A submissive’s Daily Reflections
Today i had to go to a birthday party. She is a family member and today she turned five. We had her party at a place called Chucky Cheese’s. It was a wonderful party and everyone had a great time. i wasn’t in a party mood but the smiles on all the faces and seeing the children have so much fun perked me up a bit and i even played some games and it took my mind off of things for a while. i am home now, and working in my office again. i heard from Sir today, he seemed to be in a good mood with a busy day ahead of him and said he would have an answer for me on Monday. That is all i know. I am worried, and scared, because i am not sure what he is going to say. i have had a miserable week and i truly regret with all of my heart, an email that i sent him that caused this whole thing. i don’t know if he realizes just how sorry i truly am. i hope he forgives me and takes me back. It has been since last Saturday, he left me because of that email, and i have been so depressed ever since. I don’t know what to expect, i hope it isn’t the worse. I am worried and very anxious. He holds the key to my heart.

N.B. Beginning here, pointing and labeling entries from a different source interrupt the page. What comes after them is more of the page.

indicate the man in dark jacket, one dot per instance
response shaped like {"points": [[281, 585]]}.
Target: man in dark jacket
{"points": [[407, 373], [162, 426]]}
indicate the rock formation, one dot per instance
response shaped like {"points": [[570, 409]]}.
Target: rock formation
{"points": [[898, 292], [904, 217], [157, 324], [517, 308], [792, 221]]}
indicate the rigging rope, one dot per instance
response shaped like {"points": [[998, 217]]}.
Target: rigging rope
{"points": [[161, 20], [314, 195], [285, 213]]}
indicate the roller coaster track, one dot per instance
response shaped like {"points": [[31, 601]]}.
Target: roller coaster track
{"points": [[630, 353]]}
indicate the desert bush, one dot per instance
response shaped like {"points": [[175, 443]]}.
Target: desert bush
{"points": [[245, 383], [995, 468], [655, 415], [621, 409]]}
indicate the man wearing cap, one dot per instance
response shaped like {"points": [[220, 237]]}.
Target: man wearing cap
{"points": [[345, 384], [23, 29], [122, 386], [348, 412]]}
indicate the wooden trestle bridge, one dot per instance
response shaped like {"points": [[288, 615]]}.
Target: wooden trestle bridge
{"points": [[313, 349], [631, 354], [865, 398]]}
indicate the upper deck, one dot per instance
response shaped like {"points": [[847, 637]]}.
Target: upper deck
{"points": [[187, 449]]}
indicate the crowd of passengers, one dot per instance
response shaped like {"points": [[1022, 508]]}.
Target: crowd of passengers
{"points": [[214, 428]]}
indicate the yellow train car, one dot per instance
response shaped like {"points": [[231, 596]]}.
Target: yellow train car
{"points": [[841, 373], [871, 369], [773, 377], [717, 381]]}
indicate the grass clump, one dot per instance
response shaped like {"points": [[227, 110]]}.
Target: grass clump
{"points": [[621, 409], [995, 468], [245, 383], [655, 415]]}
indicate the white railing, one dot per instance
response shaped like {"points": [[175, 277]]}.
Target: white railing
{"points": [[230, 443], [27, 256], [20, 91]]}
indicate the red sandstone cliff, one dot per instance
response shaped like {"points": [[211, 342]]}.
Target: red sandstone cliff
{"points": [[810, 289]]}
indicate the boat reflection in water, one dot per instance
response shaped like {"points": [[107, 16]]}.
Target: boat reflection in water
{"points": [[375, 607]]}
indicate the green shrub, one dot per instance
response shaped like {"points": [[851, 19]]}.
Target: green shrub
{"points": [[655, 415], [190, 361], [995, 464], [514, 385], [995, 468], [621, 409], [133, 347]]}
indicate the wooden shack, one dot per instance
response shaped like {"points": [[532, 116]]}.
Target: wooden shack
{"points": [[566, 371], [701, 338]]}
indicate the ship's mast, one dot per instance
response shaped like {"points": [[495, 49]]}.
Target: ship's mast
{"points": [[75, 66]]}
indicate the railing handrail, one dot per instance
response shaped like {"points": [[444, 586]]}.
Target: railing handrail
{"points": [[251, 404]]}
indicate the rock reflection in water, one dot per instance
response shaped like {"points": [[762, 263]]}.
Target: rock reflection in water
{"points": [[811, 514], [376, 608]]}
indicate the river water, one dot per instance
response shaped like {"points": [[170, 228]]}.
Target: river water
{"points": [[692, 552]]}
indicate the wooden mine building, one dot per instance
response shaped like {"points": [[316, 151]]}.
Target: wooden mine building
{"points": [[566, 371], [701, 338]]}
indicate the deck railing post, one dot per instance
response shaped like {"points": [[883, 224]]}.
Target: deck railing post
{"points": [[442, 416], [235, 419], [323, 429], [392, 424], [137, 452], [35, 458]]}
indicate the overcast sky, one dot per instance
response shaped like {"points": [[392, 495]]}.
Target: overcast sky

1) i am grateful the Sir said he will have an answer for me by Monday, but i am worried and so scared to know what the answer will be. i pray that it will be good news, trying to focus on the positive, but very anxious and nervous.
2) i am grateful that the birthday party i went to today took my mind off of things for a while
3) i am grateful that my business is doing well.
4) i am grateful that i have a new dress, and purse for a Christmas party that i am suppose to attend tomorrow, although i don’t feel very cheery.
5) i am grateful for the thoughtful friends here on wordpress.com that have tried to cheer me up and give me advice. Thank you.